Mustafa Kemal bu kez de Conkbayırı krokisini çizer:

- “Siz filanca gün şu yöne hareket ettiniz, şu durumu aldınız; niçin ilerlemediniz?”

- “Biz ilerledikçe arkadan su yetişmedi. Askerlerimiz susuz kaldı ve durdu.”

Mustafa Kemal de;

"Bizde yaralıya kurşun atılmaz" diyerek, Türk soyluluk ve erdemini şu esprisiyle dile getirir:   -“Görüyorsunuz ya ben bir şey yapmadım. Önce yorgunluk, sonra susuzluk durdurdu ordunuzu.”

Birdwood ayağa kalkar, Mustafa Kemal’i kucaklar:

- “Sizin gibi kahraman ve yüksek karakterli bir asker tanımadım” dedikten sonra krokiyi ve kalemi işaret ederek:

-"İzin verir misiniz" der; "bu kroki ve kalemi değerli bir hatıra olarak saklayayım.”
Ve saklar. """

Cenaze törenine gelirken de yanında getirmiştir...

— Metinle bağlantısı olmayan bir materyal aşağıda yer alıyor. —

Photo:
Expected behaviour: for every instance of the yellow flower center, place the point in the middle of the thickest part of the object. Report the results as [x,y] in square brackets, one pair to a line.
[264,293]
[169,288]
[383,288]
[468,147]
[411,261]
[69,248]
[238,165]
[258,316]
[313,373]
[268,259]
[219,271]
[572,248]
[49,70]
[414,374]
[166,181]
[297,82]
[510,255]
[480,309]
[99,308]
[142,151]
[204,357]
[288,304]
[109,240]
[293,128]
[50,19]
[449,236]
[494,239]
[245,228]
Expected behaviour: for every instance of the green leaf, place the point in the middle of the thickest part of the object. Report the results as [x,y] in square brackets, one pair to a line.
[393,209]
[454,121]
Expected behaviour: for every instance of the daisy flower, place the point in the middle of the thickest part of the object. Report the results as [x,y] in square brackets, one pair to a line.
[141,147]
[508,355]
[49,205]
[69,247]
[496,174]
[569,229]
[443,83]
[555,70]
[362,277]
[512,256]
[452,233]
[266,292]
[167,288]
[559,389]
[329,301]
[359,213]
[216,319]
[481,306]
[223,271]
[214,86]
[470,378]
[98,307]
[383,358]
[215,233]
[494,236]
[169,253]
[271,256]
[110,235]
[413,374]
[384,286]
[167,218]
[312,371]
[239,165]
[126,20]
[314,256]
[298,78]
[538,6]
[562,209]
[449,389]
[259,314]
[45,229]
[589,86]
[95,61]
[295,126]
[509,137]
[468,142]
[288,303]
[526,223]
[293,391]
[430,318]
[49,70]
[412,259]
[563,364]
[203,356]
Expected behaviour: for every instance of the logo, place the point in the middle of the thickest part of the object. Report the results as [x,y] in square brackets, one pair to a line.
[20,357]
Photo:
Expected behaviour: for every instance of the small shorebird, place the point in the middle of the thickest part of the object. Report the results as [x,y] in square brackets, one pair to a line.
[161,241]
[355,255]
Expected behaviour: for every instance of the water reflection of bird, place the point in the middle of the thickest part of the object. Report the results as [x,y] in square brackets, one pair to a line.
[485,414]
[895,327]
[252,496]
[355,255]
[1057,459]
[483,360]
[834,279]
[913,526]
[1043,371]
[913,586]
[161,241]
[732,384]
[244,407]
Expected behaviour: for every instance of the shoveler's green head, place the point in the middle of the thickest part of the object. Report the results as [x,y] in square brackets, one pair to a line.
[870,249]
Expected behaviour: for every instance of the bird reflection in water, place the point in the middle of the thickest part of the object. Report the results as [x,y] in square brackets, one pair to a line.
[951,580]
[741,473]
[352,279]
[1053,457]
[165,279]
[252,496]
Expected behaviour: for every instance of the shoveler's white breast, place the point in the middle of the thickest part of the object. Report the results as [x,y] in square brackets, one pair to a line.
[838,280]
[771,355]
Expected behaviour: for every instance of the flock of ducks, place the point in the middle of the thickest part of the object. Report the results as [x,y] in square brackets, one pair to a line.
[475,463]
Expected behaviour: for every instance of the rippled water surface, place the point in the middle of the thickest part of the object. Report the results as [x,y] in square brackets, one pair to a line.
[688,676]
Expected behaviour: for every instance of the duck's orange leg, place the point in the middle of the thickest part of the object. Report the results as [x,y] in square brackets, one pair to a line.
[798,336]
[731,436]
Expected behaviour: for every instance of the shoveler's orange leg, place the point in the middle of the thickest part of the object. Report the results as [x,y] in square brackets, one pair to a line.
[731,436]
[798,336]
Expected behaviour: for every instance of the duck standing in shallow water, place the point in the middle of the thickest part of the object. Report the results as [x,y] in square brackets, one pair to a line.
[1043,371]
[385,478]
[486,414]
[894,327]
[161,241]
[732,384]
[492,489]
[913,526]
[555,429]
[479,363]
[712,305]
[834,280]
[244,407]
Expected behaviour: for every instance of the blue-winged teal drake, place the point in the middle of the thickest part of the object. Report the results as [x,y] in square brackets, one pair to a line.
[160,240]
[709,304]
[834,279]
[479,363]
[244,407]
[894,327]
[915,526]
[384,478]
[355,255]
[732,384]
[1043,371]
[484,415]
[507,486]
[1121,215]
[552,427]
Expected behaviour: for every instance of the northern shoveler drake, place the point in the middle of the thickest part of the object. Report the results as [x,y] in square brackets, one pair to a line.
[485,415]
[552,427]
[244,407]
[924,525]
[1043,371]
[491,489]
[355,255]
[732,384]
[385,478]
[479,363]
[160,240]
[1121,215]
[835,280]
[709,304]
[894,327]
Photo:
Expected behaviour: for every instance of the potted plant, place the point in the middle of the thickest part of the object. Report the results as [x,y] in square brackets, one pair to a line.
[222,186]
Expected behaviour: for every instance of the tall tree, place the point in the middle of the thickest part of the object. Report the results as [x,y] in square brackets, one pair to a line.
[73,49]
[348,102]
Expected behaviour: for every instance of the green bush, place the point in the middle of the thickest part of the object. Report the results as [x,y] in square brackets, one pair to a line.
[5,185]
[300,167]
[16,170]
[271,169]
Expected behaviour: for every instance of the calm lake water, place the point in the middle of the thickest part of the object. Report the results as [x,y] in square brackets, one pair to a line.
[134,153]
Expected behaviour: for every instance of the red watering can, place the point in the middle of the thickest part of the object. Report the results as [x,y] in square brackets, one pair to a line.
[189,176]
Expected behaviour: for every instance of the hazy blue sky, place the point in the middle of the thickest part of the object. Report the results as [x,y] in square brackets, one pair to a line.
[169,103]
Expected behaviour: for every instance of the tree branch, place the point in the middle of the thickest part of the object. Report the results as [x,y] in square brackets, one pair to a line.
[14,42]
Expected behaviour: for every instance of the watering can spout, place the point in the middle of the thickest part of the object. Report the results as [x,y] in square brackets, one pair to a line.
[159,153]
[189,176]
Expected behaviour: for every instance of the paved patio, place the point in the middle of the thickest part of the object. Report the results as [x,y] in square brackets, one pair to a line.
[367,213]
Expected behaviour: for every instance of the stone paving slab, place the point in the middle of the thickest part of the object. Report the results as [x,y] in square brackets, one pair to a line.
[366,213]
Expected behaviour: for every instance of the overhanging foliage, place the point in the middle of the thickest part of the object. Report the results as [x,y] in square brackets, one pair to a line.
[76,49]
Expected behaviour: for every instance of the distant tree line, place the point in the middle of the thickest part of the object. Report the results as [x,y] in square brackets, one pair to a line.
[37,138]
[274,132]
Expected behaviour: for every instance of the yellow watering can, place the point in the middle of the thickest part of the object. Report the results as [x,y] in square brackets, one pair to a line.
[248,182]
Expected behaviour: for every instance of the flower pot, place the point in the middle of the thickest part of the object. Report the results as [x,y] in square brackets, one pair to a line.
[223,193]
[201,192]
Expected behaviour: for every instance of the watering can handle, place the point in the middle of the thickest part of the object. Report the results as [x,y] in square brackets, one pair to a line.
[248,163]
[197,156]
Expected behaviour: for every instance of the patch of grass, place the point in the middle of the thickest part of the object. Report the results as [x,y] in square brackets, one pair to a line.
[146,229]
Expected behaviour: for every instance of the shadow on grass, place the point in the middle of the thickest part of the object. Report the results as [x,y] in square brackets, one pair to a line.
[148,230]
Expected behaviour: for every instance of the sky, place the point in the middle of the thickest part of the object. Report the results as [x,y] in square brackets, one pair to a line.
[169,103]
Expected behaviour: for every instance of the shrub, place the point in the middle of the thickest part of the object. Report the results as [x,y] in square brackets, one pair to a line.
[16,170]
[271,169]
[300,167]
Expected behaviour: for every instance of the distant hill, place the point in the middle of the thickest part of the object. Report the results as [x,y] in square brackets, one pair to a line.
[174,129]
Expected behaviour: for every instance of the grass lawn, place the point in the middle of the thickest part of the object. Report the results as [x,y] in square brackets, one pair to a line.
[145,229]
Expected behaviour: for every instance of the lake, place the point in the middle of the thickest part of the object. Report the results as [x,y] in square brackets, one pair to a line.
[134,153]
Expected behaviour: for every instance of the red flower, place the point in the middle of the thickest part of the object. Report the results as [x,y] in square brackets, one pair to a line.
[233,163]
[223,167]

Bu anısını anlatırken, Mustafa Kemal'e olan hayranlığı ve saygısını samimi duygularıyla gösteriyordu...

(NOT: Ne denir ki! Düşmanlarının bile sevdiği, değerini takdir ettiği, hayranlık duyduğu bir deha, büyük bir lider, tüm dünyanın örnek aldığı ve gösterdiği büyük devlet adamı.
Kimileri silmeye çalışsa da sadece Türk değil, Dünya tarihine altın harflerle yazılmış eşsiz bir dünya Lideri.

Bir ulusu ve devleti yeniden dirilten Türkiye Cumhuriyeti'nin kurucusu.

Türkiye Cumhuriyeti ayaktaysa, Türk Bayrağı yükseklerdeyse, Ezanlar okunabiliyorsa, Türk Ulusu onurlu yaşayabiliyorsa, O'nun eseridir.  Mustafa Kemal ve arkadaşlarının, milletle el ele kurarak bizlere emanet ettikleri Türkiye Cumhuriyeti'ni korumak ve yaşatmak, en başta namus borcumuzdur...

Çok daha fazlası olmalı elbet ama sakat bacağıyla acı çeke çeke Mustafa Kemal'in tabutunun arkasından yürüyen şu adamın gösterdiği saygıyı gösteremeyen ve yetmezmiş gibi bilir bilmez hakkında atıp tutanları ve hakaretler edenleri gördükçe, nankörlük ve ihanetin ne boyutlara geldiğini duydukça, bunları Yüce Allah'a havale ediyorum...)

30 AĞUSTOS ZAFER BAYRAMIMIZ TÜM ULUSUMUZA KUTLU OLSUN.